The kid glanced his way, took a drag of the cigarette, and then blew the smoke above his head.

“You a truant officer or something?”

“Nope.”

“Only truant if I miss the whole day,” he said. “I’m only cutting class now.”

“Truant if you’re off campus, missing any of your classes.”

Diamonds of sunlight danced off the surface of the pool. The wind carried the droplets kicked up by the swimmers, a haze of chlorinated water darkening the cement deck on the west side of the pool. The coach was sitting down at the lifeguard bench, a bullhorn resting on his lap, his back to the fence.

“Well, I’m on campus,” the kid said. “So I’m simply late to class.”

“Very late,” Ben said. “It’s an issue for the assistant principal.”

The kid looked at him for a moment, taking Ben in. Neil’s hair was peroxide white, the tips dyed green.

“I know you,” Neil said. “There’re pictures of you all over the walls in the men’s locker room. Hall of Fame–type stuff. Medals with your name on them, trophies with your name on them, race caps with your number.”

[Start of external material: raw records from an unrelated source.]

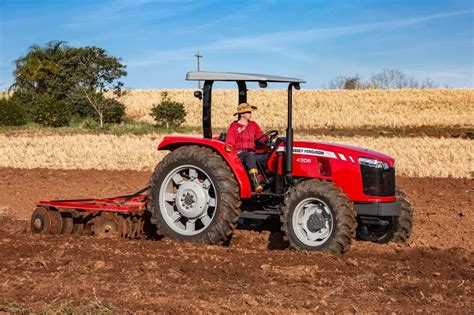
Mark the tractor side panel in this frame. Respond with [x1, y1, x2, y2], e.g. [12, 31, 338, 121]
[268, 142, 396, 203]
[157, 136, 252, 198]
[267, 150, 323, 178]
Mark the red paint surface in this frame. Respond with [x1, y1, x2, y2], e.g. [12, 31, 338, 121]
[158, 136, 252, 198]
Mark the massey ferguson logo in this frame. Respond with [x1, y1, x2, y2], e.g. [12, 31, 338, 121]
[293, 147, 338, 159]
[294, 148, 324, 155]
[277, 146, 346, 161]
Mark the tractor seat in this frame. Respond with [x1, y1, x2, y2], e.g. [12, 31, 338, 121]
[218, 132, 226, 142]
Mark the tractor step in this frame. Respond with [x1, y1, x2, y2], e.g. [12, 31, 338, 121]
[240, 210, 281, 220]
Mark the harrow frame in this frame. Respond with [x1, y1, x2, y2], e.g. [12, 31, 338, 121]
[32, 187, 151, 238]
[37, 187, 149, 213]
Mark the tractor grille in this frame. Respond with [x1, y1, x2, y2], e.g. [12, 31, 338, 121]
[360, 165, 395, 197]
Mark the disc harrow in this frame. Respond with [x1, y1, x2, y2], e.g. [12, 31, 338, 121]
[31, 190, 150, 240]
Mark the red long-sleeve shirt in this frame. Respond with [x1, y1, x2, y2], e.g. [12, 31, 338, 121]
[225, 121, 264, 153]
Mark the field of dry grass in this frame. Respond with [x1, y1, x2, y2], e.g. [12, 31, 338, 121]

“I won a few races when I was your age,” Ben said.

The coach called out something on the bullhorn, the wind carrying the words west, away from them. The swimmers lined up on the wall, their heads bobbing up and down, their mouths wide open as if they were fish gasping at the air.

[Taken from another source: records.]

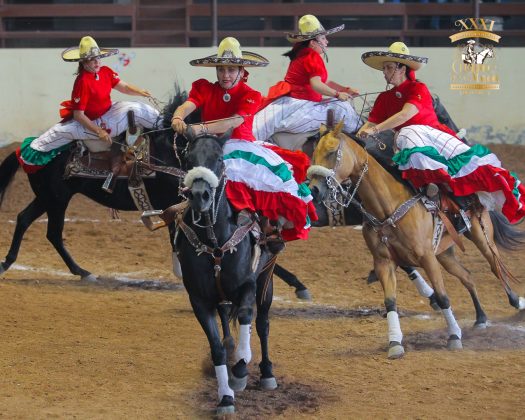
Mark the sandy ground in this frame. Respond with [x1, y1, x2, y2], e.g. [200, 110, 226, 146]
[1, 143, 524, 419]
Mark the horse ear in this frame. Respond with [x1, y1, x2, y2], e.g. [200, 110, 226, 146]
[320, 124, 328, 136]
[217, 128, 233, 147]
[184, 125, 196, 142]
[333, 120, 345, 136]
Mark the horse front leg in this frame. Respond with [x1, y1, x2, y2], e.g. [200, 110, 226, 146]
[1, 198, 46, 274]
[189, 295, 235, 416]
[229, 280, 257, 392]
[256, 254, 278, 390]
[420, 253, 463, 350]
[168, 222, 182, 278]
[375, 257, 405, 359]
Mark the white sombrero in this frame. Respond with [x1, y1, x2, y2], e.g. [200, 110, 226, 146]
[361, 42, 428, 71]
[286, 15, 344, 43]
[190, 37, 269, 67]
[62, 36, 119, 62]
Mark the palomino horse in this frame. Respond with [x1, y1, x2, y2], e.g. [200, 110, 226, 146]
[175, 128, 278, 416]
[307, 122, 525, 359]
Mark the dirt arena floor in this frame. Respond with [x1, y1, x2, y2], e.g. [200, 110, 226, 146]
[1, 143, 524, 419]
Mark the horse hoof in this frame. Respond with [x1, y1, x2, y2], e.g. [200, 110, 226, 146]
[229, 374, 248, 392]
[473, 321, 488, 330]
[447, 335, 463, 351]
[260, 376, 278, 390]
[295, 288, 312, 300]
[216, 395, 235, 416]
[387, 342, 405, 359]
[0, 263, 6, 275]
[81, 274, 98, 283]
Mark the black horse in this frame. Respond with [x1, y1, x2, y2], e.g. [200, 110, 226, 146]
[175, 128, 277, 416]
[0, 92, 190, 281]
[0, 88, 310, 297]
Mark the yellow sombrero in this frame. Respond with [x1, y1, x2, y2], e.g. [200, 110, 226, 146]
[62, 36, 119, 62]
[361, 42, 428, 71]
[286, 15, 344, 43]
[190, 37, 269, 67]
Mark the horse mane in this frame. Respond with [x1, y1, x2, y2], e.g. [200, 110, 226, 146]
[159, 82, 201, 128]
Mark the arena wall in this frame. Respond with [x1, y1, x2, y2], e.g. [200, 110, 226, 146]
[0, 47, 522, 147]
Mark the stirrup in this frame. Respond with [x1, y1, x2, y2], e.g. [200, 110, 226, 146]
[102, 173, 115, 193]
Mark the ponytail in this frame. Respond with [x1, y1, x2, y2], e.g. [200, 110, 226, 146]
[283, 40, 310, 61]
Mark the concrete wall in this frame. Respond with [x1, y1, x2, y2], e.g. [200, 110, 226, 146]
[1, 46, 523, 147]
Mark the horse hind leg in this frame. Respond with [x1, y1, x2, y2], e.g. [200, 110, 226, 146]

“I can’t stand that asshole,” the boy said. “Any city statute against cursing?”

“Not yet,” Ben said. “But I’d have a few things to say if I was your father.”

“Come on over,” the kid said. “And the two of you can have a scolding party.”

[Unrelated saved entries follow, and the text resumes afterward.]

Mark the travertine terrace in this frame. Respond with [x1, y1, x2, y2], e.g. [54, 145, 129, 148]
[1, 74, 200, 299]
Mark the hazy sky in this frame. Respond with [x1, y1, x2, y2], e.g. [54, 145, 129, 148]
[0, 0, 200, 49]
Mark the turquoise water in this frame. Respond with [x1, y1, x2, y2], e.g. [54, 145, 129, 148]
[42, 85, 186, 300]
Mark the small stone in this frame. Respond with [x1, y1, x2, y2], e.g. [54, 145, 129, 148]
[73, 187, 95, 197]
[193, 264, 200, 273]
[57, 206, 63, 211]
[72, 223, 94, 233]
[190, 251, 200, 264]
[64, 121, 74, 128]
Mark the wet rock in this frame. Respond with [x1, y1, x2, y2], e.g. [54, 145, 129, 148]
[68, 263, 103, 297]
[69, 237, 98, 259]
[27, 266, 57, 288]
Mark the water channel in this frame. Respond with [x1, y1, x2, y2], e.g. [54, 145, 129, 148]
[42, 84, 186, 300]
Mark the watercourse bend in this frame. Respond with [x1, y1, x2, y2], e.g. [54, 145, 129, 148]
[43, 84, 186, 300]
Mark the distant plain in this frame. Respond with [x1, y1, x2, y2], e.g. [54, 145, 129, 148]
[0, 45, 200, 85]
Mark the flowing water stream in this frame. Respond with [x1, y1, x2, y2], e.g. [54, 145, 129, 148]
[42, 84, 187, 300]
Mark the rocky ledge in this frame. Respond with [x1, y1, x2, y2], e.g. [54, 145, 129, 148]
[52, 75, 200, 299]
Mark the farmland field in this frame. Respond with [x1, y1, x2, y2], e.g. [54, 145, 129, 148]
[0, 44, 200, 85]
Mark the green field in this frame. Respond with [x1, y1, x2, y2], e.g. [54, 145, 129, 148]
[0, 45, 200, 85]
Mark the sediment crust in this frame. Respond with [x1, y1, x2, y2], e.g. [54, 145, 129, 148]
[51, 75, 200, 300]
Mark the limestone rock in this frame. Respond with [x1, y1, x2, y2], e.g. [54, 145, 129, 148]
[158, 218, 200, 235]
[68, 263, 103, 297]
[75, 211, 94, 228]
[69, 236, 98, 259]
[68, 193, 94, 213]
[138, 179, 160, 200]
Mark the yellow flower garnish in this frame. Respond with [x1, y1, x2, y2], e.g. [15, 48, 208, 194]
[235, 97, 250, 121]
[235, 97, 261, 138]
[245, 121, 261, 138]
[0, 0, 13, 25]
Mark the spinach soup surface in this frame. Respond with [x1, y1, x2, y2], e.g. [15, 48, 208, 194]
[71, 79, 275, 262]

“Someone told me you’re polite.”

He laughed. “Keep quiet, get left alone.”

The kid took a drag. He had small hands.

“There is a statute against underage smoking,” Ben said. “Got a fake ID, or do you go to the Taiwanese place on University Ave.?”

“The cabinet above my mother’s Crock-Pot,” he said.

“Convenient.”

The coach called out on the bullhorn again, and the swimmers dove beneath the water, dolphin-kicking into the butterfly.

“What’s your beef with the coach?” Ben asked.

“He likes to be in people’s business,” the kid said. “Thinks he’s cool shit, you know, because he’s coached a couple Olympians. Thinks he’s down with the common student and all that.”

“What business is that?”

“Forget it,” Neil said. “I like watching boys in Speedos. That’s what you’re going to say, right?”

“Nope,” Ben said, looking at him now. In high school, Ben remembered, he’d broken a kid’s nose for calling him a fag. He was sixteen, about the same age as Neil. “Wasn’t even thinking it.”